A aquisição da área é questionada pela conselheira Naluh Gouveia, do Tribunal de Contas do Estado. Ela alega falta de transparência no processo de desapropriação. Hoje (9/4), os conselheiros do TCE confirmaram a decisão de Naluh que mandou suspender os pagamentos até a discussão final do mérito, que deve acontecer nas próximas semanas.
Ao jornalista Luciano Tavares, no Papo Informal, Tchê comentou o caso que envolve a secretária de Estado de Agricultura, Temyllis Silva, que o substituiu no comando da pasta.
“Tudo que é para o produtor rural, principalmente para o pequeno, tem polêmica. E vou explicar porque. O valor bruto da produção é de R$ 5 bilhões. Nós estamos comprando um terreno de R$ 22 milhões. Mas, nós estamos comprando um terreno numa área urbana e que tem o arco metropolitano chegando ali. Pode ser que há alguns meses atrás era R$ 8 milhões, mas só que agora tem o arco metropolitano. Aquela região valorizou muito”, explicou.

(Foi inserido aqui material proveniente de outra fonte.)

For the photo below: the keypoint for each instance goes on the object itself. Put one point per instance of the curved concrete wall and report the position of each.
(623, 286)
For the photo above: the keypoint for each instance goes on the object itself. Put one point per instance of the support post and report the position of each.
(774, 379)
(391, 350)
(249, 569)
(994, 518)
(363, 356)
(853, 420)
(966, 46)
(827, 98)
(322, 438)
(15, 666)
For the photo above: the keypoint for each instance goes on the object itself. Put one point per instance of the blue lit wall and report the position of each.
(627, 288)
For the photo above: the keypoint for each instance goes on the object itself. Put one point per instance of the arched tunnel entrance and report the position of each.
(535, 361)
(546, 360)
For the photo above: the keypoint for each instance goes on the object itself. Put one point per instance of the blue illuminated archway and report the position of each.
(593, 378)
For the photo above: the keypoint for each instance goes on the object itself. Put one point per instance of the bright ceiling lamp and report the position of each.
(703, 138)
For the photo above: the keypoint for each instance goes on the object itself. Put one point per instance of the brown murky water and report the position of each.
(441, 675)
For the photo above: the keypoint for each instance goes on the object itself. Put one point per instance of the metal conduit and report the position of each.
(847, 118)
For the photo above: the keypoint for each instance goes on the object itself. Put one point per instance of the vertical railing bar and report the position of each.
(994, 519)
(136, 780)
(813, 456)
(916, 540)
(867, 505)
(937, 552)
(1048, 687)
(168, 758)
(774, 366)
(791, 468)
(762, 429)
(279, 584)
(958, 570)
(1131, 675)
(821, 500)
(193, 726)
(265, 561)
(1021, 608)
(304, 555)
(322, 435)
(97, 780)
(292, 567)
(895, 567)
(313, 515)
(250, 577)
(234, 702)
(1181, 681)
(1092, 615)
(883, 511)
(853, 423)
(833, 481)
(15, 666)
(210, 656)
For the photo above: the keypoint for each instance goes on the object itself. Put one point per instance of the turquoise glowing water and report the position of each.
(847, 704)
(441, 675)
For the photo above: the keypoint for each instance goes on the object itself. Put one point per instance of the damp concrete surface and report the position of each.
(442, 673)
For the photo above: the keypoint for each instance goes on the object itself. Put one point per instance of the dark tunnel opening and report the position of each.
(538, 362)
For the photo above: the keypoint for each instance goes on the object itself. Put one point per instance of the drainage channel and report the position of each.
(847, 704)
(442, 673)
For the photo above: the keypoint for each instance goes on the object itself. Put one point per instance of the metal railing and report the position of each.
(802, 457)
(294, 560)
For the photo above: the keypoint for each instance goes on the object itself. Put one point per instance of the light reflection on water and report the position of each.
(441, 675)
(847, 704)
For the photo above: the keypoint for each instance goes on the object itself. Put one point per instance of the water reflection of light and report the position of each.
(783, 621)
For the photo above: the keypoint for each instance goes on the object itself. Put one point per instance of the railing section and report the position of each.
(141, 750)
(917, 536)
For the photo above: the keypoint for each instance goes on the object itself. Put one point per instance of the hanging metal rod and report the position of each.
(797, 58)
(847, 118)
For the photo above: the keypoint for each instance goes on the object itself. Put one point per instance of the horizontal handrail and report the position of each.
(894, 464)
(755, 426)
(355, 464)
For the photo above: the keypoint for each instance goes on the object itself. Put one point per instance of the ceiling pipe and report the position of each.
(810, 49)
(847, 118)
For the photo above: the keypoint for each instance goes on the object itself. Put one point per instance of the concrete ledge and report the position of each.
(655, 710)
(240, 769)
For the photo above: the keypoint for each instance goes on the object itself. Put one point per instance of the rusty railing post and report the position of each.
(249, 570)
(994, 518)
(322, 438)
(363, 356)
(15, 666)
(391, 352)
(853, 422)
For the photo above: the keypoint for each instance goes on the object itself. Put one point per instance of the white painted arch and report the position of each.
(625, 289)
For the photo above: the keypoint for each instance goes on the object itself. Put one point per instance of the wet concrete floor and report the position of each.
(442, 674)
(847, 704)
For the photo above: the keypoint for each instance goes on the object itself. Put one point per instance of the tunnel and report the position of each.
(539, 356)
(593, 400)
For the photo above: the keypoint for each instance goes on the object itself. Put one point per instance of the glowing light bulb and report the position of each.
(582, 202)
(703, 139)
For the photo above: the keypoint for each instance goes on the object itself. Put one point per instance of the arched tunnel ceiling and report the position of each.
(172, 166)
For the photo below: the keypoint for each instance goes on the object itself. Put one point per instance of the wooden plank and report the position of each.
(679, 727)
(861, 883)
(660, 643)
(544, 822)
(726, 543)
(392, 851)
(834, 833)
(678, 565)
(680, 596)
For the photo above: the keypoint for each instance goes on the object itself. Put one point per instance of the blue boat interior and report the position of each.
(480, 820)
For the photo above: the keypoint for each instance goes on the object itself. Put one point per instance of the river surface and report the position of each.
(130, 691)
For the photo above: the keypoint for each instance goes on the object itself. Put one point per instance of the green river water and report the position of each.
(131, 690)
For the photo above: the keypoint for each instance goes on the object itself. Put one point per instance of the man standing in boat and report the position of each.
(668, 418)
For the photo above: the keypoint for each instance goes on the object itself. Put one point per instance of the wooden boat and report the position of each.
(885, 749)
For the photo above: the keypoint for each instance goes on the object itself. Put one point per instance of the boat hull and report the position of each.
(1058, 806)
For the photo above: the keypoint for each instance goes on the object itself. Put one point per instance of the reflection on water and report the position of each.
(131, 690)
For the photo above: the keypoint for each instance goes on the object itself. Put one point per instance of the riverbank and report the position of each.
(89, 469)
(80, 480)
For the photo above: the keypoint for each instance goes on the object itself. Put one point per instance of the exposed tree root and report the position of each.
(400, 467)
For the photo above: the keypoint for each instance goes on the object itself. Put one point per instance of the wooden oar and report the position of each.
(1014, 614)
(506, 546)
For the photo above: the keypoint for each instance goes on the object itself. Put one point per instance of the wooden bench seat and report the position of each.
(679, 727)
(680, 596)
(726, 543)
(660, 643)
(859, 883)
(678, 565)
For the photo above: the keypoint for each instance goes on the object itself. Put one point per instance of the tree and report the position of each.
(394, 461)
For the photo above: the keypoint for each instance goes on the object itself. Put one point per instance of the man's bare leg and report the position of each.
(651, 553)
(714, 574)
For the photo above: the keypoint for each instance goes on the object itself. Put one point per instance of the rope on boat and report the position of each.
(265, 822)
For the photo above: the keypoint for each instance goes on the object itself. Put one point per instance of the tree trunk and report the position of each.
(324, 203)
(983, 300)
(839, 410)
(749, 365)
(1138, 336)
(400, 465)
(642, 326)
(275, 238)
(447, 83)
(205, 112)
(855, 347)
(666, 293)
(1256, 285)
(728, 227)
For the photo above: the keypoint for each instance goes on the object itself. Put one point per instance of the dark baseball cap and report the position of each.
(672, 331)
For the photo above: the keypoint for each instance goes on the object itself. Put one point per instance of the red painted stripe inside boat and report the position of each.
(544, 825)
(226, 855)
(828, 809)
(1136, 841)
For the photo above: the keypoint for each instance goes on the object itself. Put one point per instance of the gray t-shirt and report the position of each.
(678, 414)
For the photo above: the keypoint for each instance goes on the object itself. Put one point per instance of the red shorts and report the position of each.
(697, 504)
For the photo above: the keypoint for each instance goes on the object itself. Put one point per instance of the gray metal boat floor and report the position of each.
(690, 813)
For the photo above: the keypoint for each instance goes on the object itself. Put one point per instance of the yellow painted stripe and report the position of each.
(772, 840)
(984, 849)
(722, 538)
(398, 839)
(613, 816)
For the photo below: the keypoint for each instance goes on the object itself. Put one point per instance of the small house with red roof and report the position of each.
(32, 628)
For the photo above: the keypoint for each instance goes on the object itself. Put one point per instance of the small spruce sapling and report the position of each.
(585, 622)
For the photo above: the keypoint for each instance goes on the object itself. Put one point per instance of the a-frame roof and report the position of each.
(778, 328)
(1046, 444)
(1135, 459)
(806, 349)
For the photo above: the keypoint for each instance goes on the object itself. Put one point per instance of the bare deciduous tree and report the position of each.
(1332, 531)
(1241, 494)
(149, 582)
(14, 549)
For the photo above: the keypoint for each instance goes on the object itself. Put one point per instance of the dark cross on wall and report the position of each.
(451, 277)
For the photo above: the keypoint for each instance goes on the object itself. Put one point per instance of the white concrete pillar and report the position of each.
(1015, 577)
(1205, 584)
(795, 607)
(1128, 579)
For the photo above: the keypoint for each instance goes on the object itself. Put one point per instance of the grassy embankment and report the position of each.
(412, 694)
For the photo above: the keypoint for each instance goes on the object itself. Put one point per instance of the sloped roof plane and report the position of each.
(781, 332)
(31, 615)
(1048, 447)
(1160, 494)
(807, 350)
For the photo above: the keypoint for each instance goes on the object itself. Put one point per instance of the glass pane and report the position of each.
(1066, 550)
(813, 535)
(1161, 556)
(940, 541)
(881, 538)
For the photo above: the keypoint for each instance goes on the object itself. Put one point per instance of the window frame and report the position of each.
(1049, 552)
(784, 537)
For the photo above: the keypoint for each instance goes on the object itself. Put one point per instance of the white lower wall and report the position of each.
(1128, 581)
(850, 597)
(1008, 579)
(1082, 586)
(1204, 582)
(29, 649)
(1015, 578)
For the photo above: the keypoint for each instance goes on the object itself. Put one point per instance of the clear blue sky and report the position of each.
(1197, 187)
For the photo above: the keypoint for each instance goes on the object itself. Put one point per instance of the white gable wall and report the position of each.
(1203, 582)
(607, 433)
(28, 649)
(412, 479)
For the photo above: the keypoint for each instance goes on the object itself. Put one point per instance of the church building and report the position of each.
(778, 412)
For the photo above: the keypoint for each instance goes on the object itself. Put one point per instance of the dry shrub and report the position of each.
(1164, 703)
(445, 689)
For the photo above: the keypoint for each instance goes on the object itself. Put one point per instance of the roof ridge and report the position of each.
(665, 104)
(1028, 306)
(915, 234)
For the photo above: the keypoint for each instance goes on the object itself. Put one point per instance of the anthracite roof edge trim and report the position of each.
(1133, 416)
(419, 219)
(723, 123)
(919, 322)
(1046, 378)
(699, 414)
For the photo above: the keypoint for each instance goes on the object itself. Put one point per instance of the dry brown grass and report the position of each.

Tchê fez uma comparação. Se a terra fosse loteada daria, em média, 2 mil terrenos, incluído áreas verdes e para a construção de praças. Com a venda dos lotes a R$ 30 mil, cada um, daria ao todo R$ 60 milhões. “As pessoas fazem uma conta de hectare. Ali não é mais zona rural, é zona urbana. Então, um hectare, a 250 metros quadrados, você vai fazer 40 terrenos. Se você vender 40 terrenos a R$ 30 mil cada um, da R$ 1,2 milhão. Com essa questão do arco metropolitano com certeza valorizou mais”.